Il a d’ailleurs été l’une des premières juridictions des États-Unis à s’intéresser au Bitcoin. Dès 2014, il a publié un premier guide sur les crypto-monnaies et leur traitement fiscal. En 2017, il a commencé à rechercher des informations sur les utilisateurs de Coinbase qui avaient opéré des transactions de plus de 20 000 $. Enfin, le service des impôts a confirmé, en juillet 2019, qu’il formait son personnel au suivi des cryptomonnaies, n’hésitant pas à scruter à la loupe, par le biais de recherches sur les réseaux sociaux et de la surveillance électronique, les comportements des contribuables détenteurs d’actifs numériques. Des agents spéciaux de la Division des enquêtes criminelles s’y consacreraient.

Une nouvelle étape serait franchie depuis peu. Provoquant un tollé dans la cryptosphère, l’IRS utiliserait dorénavant Coinbase Analytics pour traquer les utilisateurs de coins de confidentialité.
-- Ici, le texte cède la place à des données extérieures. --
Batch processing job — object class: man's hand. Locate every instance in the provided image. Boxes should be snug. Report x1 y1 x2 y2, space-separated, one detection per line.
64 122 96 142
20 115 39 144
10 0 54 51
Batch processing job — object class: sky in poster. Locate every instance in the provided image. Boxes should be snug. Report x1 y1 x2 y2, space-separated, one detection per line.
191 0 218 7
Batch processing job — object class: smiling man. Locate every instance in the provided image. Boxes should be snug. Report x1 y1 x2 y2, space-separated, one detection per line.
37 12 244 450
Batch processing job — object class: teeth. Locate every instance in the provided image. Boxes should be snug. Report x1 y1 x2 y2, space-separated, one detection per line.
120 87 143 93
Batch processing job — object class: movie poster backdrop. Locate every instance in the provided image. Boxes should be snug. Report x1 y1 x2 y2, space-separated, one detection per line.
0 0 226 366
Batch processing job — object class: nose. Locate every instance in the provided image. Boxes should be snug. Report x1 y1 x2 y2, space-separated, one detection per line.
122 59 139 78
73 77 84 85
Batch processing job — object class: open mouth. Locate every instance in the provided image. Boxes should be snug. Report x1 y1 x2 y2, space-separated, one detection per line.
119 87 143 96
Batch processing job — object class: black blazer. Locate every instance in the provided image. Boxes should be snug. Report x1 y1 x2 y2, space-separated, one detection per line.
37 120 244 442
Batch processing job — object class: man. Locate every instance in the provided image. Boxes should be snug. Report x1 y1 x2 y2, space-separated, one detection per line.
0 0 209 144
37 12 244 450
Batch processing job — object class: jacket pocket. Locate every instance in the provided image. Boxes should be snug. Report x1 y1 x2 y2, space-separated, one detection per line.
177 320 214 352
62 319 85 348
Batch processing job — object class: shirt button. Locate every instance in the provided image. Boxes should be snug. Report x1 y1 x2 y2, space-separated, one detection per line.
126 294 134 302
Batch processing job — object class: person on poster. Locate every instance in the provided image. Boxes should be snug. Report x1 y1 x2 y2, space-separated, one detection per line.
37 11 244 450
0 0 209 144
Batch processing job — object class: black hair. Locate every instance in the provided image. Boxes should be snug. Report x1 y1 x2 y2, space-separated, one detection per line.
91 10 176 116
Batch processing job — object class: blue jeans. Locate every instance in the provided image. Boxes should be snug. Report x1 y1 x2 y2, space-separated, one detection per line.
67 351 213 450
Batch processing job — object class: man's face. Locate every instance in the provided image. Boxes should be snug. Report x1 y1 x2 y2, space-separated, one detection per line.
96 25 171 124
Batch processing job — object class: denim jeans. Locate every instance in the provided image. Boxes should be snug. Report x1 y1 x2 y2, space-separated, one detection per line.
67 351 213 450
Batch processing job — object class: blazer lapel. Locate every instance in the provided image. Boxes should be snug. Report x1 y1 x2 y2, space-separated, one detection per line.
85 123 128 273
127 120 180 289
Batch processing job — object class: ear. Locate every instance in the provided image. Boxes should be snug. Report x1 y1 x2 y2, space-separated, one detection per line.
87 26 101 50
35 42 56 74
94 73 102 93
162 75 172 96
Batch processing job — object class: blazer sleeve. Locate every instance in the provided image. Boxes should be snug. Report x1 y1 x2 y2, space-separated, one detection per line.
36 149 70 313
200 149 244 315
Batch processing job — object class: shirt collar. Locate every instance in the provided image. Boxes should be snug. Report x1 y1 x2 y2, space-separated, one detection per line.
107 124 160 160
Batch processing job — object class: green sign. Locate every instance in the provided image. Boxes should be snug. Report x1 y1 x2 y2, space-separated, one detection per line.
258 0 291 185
On n’arrête apparemment ni le progrès ni la tentation de collaborer avec les autorités.

Aujourd’hui, la question est de savoir si l’instance gouvernementale n’outrepasse pas les limites par l’usage d’une interrogation trop intrusive.

Un formulaire inconstitutionnel ?

Pour certains experts fiscalistes, la réponse est clairement oui comme pour d’ardents défenseurs de la crypto, comme Justin Winston Ono Wales qui se présente comme tel.

https://twitter.com/WinstonOnoWales/status/1296573447082872832?s=20

De son point de vue, la question de l’IRS est beaucoup trop large et devrait être contestée. Il a longuement développé son plaidoyer sur twitter.

«Si vous êtes payé en crypto, vous devez le déclarer comme salaire. Si vous avez réalisé des gains grâce à un investissement cryptographique, vous devez le déclarer comme un gain de plafond. Mais constitutionnellement, le gouvernement ne doit pas savoir si vous avez acheté, reçu ou acquis de la crypto, car la crypto n’est pas seulement de l’argent … les chaînes publiques comme Bitcoin nécessitent une monnaie native ( BTC ) pour accéder à son réseau. BTC, c’est de l’argent solide, mais aussi bien plus. »

Une gestion délicate et sujette à critiques

L’administration fiscale américaine marche sur des oeufs

On le sait, les cryptomonnaies sont un sujet complexe. D’un point de vue fiscal, c’est un vrai casse-tête, d’autant plus qu’elles peinent à obtenir un statut clair et précis et que l’administration ne peut suivre les innovations incessantes d’un écosystème bouillonnant et créatif. On attend de voir la réglementation qui va cadrer les jetons de la DeFi… Mais au-delà d’un univers dont les arcanes sont difficiles à appréhender, on observe que la tentation des Etats est souvent d’attenter à la liberté de ses administrés. La comparaison établie par Justin Winston Ono Wales est à cet égard assez éloquente. Il assimile la demande faite aux résidents américains de déclarer toutes les cryptomonnaies de même nature que si on exigeait d’eux la déclaration de toutes leurs adresses e-mail ou de leurs identifiants de médias sociaux.

Le formulaire IRS mis à jour ne vous demande pas de répertorier (encore) vos avoirs cryptographiques, mais de déclarer si vous avez reçu ou vendu des crypto-monnaies dans l’année, quelle qu’en soit la raison. Cette information dépasse la portée des informations dont l’IRS a besoin pour faire son travail.

Justin Winston Ono Wales, twitter

Rappelons qu’en 2019, l’IRS avait déjà fait preuve d’un zèle peu commun en adressant 10000 lettres, sur la base d’informations fournies par les échanges, à des contribuables soupçonnés de ne pas avoir réglé les taxes afférentes à leurs transactions en crypto. Cette initiative est aujourd’hui au coeur d’un litige judiciaire. Le Taxpayer Advocate Service, une organisation indépendante au sein de l’IRS, affirmant notamment que ces lettres ont bafoué les droits des contribuables.